Peanuts are a significant world crop, with production approaching twenty-nine million metric tons. It ranks in the top twenty-five foods in the world. India and China grew about nine million tons, and the United States holds the number three spot.

Peanut Crop

In the United States, peanuts are the twelfth largest farm product, worth more than $2 billion a year. The average American eats six pounds per year. Peanuts need heat and sandy soil so the deep roots can increase and plenty of water at the appropriate times. They plant when there is no longer a risk of frost. In the United States, Georgia is the single largest producing state. Four main varieties grow and sell in America. They are Runner, Virginia, Spanish, and Valencia. These peanut varieties are usually served as raw peanuts or roasted in oil and salted.

As a legume, peanuts send nitrogen into the soil, and the crop is an essential player in crop rotation practices. They grow fast, flower early, and also self­ pollinate. After fertilization, a spike grows from the flower and goes straight down into the soil, where the nut forms.

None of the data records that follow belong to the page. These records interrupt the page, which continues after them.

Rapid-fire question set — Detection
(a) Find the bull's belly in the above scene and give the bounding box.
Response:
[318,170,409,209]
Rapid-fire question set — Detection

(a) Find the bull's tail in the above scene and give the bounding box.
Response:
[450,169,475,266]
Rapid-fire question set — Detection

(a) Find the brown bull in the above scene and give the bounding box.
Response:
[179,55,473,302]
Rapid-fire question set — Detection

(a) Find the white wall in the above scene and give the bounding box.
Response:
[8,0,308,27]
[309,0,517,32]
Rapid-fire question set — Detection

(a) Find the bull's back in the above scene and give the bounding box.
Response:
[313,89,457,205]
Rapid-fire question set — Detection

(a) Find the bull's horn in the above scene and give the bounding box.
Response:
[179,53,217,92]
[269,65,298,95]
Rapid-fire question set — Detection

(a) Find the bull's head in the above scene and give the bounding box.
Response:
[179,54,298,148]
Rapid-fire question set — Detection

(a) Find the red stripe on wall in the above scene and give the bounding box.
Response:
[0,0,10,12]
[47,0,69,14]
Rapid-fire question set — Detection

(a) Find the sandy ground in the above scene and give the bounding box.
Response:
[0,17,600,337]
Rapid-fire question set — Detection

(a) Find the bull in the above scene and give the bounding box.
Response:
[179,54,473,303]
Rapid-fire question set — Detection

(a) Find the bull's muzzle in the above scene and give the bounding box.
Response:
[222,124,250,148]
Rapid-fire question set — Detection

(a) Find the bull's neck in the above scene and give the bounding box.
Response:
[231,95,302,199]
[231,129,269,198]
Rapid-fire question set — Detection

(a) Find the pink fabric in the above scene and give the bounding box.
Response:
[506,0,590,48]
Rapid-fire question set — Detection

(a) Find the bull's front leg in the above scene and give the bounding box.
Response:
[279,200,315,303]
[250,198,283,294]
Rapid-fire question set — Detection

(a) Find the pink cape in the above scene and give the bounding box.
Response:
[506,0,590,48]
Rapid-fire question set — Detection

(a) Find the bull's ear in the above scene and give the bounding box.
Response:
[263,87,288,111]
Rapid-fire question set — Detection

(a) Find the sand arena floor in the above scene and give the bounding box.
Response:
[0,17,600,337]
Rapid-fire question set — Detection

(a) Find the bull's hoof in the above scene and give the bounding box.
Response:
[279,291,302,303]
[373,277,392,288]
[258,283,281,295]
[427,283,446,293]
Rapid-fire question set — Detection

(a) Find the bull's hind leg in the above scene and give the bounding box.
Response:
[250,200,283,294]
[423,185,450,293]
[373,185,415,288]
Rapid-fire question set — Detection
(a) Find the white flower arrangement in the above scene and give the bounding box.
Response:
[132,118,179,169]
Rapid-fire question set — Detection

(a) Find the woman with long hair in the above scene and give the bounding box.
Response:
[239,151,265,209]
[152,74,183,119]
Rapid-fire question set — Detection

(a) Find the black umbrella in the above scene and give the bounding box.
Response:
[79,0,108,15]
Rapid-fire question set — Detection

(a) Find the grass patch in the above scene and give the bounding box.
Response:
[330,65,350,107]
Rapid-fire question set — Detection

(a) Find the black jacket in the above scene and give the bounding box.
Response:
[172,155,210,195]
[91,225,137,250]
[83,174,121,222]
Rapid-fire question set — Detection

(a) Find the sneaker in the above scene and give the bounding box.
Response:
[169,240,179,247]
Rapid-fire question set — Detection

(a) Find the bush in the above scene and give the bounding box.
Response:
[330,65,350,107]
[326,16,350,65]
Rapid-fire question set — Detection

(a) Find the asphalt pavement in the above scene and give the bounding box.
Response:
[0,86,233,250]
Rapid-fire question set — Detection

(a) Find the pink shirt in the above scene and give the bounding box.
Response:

The United States Peanut Harvest

In the United States, the peanut harvest is mechanized. The nuts are undercut, pulled up, shaken, dried, and then either stored in their shells (for up to six months) or shelled and put in refrigerated storage. A tiny part of the peanut production is brought right out of the field, boiled, and sold at once. The rest is processed as needed, either with the shell or without. Because of the high-fat content, rancidity is a potential problem. The popular peanuts served at ballgames in America are soaked in brine and then roasted in their shells.

Where Peanuts Come From Shelled

Peanuts are shelled, sorted, sized, and packaged by a machine. Light-sensitive screeners inspect each nut, and a blemish gets the culprit banished. If they are to be blanched, they get a roasting or boiling, and the dark skins are brushed off. After this process, they are packaged for consumers at the snack market, bakers, candy makers, peanut but­ter factories, or oil mills.

We’ve mentioned that the United States peanut butter industry is a significant con­sumer. Worldwide, over half of the peanuts grown will go into a press to become cooking oils and industrial processes. The remaining nuts will compress for livestock food or fertilizer, and the shells themselves can have a use industrially.

Nutrition of The Peanut

The peanut is truly a near-perfect food. The human body could probably get by on peanuts alone. They contain daily nutrition needs such as protein, fat (most of that unsaturated), plenty of carbohy­drates, and several essential vitamins and minerals.

Unfortunately, peanuts are probably the number one allergen. In the United States, about three million people are allergic to peanuts. Food processors that use peanuts must label their products carefully to avoid problems. Although rarely seen in the United States, Afia­toxins, which can cause severe health problems, can contaminate peanuts through certain molds. Safe processing is an essential part of minimizing the risk.

We now know beyond dispute that peanuts are good for you. They can help lower cho­lesterol and reduce the risk of heart disease. They hold an important spot on the latest food pyramid as the food we can eat often and even regularly.